Nick Faldo said the weather was a big reason why Dustin Johnson was having so much success on the course, despite his less-than-stellar short game.
"The course has some real abrupt slopes that I've never seen before," Faldo said. "Back in my era, really long hitters would have trouble on a course like this that measures under 7,000 yards, because they'd bomb it out there and be stuck with those awkward 40-yard chips. Dustin doesn't have that problem because he can drive the green."
Long putter talk
Next to Keegan Bradley's victory at the PGA Championship and Steve Williams' dig at Tiger Woods at the WGC-Bridgestone, the long putter was the most talked about golf topic in the month of August.
It's not hard to see why, after Bradley, Scott and Webb Simpson made it three wins in a row for the long putter. Not surprisingly, it was one of the first topics of discussion during Thursday's first round.
"First there was [Adam] Scott, then Bradley at the PGA, followed by Webb Simpson at the Wyndham," said the Golf Channel's Rich Lerner. "It used to be that the club was a last resort for 40-somethings who were losing their touch. But now it seems like everyone is giving the putter a try."
Nick Faldo seemed to agree with Lerner's comments about the old stigma attached with the club. But like most players, including Faldo, who also tried out the belly putter, you'll try anything to get your stroke back.
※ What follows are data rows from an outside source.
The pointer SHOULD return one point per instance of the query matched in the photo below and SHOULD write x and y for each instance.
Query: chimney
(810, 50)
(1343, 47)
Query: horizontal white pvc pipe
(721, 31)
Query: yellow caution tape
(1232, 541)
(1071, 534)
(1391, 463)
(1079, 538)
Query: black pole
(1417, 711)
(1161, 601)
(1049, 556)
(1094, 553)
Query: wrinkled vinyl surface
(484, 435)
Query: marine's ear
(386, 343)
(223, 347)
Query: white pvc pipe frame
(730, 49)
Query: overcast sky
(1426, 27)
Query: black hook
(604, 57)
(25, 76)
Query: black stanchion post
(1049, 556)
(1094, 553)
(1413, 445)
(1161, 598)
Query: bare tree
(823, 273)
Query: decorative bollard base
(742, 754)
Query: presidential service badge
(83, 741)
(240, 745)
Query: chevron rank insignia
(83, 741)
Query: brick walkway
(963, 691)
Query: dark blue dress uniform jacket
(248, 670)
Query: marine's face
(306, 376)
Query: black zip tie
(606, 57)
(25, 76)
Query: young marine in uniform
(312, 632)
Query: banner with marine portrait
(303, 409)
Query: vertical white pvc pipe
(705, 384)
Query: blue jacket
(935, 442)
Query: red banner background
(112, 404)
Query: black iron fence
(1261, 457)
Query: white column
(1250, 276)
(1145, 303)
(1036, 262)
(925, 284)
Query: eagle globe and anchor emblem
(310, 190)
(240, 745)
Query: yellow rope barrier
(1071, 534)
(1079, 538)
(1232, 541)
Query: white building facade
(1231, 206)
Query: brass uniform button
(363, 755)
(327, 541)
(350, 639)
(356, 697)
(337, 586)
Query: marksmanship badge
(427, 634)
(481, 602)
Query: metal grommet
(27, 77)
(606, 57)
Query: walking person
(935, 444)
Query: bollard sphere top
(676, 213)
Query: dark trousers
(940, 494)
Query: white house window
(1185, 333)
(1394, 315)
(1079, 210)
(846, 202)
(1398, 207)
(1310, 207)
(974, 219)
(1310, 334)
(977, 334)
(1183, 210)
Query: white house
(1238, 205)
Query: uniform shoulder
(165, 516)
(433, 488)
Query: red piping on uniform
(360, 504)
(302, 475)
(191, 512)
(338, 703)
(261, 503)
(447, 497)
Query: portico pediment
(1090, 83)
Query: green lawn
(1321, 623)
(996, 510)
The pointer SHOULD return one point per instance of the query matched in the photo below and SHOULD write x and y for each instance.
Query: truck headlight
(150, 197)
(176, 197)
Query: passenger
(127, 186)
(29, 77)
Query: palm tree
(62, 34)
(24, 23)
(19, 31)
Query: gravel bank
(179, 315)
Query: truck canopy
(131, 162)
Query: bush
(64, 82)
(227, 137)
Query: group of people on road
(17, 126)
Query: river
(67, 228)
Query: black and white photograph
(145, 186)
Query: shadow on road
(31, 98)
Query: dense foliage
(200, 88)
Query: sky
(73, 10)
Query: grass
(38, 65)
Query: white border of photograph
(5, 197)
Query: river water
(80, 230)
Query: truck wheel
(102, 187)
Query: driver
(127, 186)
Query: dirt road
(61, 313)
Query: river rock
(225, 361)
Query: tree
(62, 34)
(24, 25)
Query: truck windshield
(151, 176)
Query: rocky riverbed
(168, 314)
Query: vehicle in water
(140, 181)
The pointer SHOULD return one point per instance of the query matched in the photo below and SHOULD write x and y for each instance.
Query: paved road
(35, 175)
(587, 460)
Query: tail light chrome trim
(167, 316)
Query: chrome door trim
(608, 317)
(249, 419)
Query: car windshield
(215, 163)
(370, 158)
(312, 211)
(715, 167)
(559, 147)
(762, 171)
"Exactly, there was always some shame or embarrassment for using one, because you were basically admitting that you'd lost your touch or stroke. But these guys now go to their key brand manufacturers and get on their computers and say 'guess what, you can get your best stroke with whatever length you need.'"
Faldo, Feherty produce comedy gems
Hurricane Irene may have been breathing down The Barclays' back for most of the week, but that didn't keep Nick Faldo and David Feherty from producing some comedy gems early in the week.
Faldo, watching Phil Mickelson hitting balls on the range in white slacks, decided to take a dig at Lefty, who obviously didn't plan for the rain when he packed his clothes for the week.
"Good choice of trousers, Phil," Faldo said. "He went with white on a day like today. I mean, he's just so carefree, isn't he? He probably owns his own dry cleaning company, or something like that. At least he's got his crocodile shoes that are probably waterproof."
Feherty later produced some comedy gold of his own, as he talked about Luke Donald's consistent finishes this year on the PGA and European tours.
"Well there's a lot more going there that most people don't know about ... like the fact that he's a human ATM," Feherty said. "I swiped my American Express card down the small of his back and got 500 bucks out."